As the two preceding answers suggest, this appears to be rather a philosophical than a mathematics question. Even teachers of mathematics tend to feel obliged to educate their students in the spirit of our beloved capitalist society system (to mold them into valuable members of society), which boils down to:
"Buy things you don't need from money you don't have to impress people you don't like!". Truth be told, it wouldn't stand to reason If you need, say, 220ml of the substance just once, to buy 355ml merely because it's cheaper per ml.

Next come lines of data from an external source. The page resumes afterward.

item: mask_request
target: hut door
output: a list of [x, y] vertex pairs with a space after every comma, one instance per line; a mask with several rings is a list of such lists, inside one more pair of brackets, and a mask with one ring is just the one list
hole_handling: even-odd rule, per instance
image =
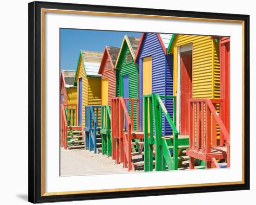
[[189, 135], [189, 100], [192, 96], [192, 51], [181, 53], [180, 55], [180, 134]]
[[108, 79], [104, 78], [101, 80], [101, 105], [106, 105], [108, 100]]
[[[143, 94], [149, 95], [152, 93], [152, 57], [144, 58], [143, 59]], [[149, 130], [149, 115], [148, 115], [148, 130]], [[143, 125], [142, 125], [143, 126]]]
[[64, 104], [64, 94], [61, 94], [61, 104]]
[[[129, 98], [129, 75], [123, 76], [123, 96], [124, 98]], [[128, 102], [126, 102], [126, 108], [129, 110]]]
[[82, 78], [79, 79], [78, 83], [78, 125], [82, 125]]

But let's assume for the time being that the question is just a harmless exercise. You won't have to have received the major orders of maths so as to wrap your head around the Rule of Three:

You've got two Prices P1, P2 and two Package Sizes S1, S2 (both in ml, so no unit conversion is required) of the same stuff (otherwise it wouldn't be comparable in the first place). Let's compare the prices per base unit (ml):

(?: ($53.64 / 355ml) < ($49.07 / 250ml))

(?: ($0.151 / ml) < ($0.196 /ml)) returns TRUE.

Thus, the package size with 355ml is cheaper per ml.